Having got the Leave answer they wanted in the British referendum, many in favour of Brexit have no idea what to do next.

Anyone missing their regular dose of bloodshed, carnage, bitter infighting, and shifting allegiances now that Game of Thrones is over need look no further than the British political scene. And unlike GoT, you don’t have to wait a week between episodes; there seems to be a new instalment each day.

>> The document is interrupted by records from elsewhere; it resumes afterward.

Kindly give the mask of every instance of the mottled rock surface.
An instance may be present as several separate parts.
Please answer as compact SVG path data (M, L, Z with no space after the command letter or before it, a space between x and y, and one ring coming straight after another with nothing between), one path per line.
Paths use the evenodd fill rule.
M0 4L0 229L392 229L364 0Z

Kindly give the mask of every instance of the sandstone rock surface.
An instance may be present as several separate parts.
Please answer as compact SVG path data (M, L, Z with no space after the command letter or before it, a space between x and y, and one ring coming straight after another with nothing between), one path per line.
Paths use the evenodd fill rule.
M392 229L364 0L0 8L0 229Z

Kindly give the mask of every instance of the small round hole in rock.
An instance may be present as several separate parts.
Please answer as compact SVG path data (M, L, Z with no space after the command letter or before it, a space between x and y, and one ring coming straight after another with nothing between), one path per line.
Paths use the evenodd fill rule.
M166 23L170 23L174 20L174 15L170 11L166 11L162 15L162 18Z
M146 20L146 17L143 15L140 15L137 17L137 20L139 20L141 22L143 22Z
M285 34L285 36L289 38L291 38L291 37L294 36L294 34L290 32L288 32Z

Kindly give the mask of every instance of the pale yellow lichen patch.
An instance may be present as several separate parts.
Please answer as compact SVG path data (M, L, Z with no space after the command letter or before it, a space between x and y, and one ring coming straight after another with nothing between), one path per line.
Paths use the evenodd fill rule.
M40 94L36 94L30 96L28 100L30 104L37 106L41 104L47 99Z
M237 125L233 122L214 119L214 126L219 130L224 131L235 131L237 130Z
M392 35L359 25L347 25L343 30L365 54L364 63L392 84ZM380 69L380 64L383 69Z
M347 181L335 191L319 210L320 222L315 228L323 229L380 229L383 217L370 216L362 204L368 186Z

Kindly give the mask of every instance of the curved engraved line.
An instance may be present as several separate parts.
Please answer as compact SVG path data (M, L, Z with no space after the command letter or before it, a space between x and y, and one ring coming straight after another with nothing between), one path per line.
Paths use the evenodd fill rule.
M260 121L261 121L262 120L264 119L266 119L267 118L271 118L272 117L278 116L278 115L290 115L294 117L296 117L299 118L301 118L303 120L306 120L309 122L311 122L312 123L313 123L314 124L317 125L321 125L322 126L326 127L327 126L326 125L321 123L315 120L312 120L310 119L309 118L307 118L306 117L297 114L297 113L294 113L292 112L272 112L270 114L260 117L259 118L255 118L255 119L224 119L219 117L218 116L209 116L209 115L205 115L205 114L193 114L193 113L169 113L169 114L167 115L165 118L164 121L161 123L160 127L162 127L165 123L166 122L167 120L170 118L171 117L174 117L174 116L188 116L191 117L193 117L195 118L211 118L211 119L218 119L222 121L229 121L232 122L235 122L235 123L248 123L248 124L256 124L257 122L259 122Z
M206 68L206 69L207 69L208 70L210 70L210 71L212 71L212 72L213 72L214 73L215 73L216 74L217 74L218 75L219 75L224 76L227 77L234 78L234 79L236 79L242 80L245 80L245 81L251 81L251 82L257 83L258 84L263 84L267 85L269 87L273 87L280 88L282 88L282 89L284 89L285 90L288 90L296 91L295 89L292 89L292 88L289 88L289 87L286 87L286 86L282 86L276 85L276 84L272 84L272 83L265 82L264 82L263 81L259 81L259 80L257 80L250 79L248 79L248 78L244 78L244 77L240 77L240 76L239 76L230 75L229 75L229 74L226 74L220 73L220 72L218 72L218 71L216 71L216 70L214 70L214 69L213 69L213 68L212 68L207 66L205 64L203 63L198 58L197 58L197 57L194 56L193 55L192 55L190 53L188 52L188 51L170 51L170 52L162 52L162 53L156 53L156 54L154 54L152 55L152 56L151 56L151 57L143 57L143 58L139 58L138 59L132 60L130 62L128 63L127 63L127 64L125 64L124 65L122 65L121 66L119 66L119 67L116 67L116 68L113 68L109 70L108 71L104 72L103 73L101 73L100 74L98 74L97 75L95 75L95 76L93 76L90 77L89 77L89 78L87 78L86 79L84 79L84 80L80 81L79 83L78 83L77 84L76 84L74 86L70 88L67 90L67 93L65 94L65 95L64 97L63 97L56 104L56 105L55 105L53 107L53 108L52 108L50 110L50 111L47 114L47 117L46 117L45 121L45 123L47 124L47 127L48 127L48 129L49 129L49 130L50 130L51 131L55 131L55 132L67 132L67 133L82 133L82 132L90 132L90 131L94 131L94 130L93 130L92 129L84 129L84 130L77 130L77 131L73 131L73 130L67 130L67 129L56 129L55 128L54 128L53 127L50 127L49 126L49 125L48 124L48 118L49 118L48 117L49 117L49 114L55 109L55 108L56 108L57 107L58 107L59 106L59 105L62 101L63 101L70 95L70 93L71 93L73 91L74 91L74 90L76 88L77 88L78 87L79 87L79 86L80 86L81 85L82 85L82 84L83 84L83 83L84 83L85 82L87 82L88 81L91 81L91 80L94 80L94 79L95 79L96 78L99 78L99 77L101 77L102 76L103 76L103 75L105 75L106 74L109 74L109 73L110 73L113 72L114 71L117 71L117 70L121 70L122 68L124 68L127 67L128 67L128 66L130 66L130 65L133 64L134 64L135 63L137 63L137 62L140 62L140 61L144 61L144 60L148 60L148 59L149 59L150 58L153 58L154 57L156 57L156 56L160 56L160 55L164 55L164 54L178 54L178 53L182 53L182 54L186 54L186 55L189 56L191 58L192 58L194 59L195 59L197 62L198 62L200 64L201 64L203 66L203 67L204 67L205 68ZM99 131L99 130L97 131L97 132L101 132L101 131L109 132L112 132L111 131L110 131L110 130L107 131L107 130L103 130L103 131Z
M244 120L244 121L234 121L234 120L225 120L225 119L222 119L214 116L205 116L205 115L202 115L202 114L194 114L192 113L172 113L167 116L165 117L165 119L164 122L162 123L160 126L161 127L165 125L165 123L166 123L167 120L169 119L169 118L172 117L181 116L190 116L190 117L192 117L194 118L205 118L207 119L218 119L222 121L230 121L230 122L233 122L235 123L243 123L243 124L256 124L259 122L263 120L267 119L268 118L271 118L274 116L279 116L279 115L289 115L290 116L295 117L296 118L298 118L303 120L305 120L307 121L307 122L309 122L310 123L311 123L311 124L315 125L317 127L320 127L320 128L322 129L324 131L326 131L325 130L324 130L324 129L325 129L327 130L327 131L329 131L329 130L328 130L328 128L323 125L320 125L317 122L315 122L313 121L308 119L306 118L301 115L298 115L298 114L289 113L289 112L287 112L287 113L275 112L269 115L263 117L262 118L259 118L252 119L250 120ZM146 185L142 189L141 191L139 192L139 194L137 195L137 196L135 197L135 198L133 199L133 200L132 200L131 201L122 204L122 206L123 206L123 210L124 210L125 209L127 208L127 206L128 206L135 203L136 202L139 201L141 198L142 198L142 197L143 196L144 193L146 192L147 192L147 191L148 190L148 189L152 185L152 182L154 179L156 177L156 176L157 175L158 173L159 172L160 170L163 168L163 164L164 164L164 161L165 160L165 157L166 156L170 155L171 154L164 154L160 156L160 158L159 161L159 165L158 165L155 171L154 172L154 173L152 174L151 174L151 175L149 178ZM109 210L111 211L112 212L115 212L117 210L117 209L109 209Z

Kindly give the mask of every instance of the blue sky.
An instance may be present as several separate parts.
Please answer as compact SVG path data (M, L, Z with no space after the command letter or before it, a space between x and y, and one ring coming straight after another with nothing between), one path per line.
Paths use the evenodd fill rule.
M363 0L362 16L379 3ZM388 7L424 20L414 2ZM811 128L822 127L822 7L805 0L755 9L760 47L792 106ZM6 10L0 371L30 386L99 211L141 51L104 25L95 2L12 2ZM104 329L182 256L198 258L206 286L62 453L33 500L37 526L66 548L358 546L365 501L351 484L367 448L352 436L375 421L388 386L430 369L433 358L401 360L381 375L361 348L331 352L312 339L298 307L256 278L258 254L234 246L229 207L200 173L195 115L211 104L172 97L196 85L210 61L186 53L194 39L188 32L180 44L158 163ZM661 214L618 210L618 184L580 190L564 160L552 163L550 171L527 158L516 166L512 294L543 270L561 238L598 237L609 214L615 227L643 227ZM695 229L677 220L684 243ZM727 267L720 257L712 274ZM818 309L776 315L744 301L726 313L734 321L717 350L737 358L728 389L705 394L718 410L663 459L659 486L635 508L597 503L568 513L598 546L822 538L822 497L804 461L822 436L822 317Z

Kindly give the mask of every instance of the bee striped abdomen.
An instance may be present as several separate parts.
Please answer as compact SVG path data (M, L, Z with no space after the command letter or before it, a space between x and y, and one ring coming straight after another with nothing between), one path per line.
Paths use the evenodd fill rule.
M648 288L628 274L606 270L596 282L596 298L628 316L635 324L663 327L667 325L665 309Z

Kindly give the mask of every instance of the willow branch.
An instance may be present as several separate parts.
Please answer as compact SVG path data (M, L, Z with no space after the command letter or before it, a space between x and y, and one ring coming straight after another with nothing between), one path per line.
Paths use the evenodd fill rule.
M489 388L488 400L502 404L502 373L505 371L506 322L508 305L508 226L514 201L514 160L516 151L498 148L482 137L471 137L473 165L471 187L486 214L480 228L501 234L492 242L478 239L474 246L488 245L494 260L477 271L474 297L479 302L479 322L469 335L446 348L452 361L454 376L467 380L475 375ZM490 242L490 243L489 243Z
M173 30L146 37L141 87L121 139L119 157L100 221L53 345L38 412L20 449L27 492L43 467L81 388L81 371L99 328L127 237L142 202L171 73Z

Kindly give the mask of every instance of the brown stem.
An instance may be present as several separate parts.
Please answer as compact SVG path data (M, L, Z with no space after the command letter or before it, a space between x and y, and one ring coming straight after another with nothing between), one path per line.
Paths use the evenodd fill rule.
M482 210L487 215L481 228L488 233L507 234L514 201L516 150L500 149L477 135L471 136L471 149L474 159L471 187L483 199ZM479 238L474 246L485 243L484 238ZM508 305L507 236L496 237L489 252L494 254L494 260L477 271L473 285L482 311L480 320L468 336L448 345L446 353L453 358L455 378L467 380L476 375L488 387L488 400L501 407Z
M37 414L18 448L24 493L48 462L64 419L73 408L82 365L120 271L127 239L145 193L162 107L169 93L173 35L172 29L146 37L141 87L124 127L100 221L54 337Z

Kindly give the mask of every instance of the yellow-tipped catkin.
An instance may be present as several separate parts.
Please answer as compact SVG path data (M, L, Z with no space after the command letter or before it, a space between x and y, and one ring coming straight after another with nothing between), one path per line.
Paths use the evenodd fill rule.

In a referendum held on June 23, the British people voted—by 52 per cent to 48 per cent—to leave the European Union. The referendum was not held because voters wanted it; it was held because Conservative Prime Minister David Cameron, thinking people would vote to remain, looked to silence the large Eurosceptic faction in his party. The results have provoked bitterness, recriminations, confusion, and fear; driven the pound to its lowest level since 1985; wiped billions off the economy; caused a five-fold increase in the number of calls to a British telephone hotline where people can report instances of racial abuse; led to renewed calls for Scotland to secede; caused Cameron to announce his resignation; and thrown both the Tories and the other major UK political party, Labour, into leadership turmoil.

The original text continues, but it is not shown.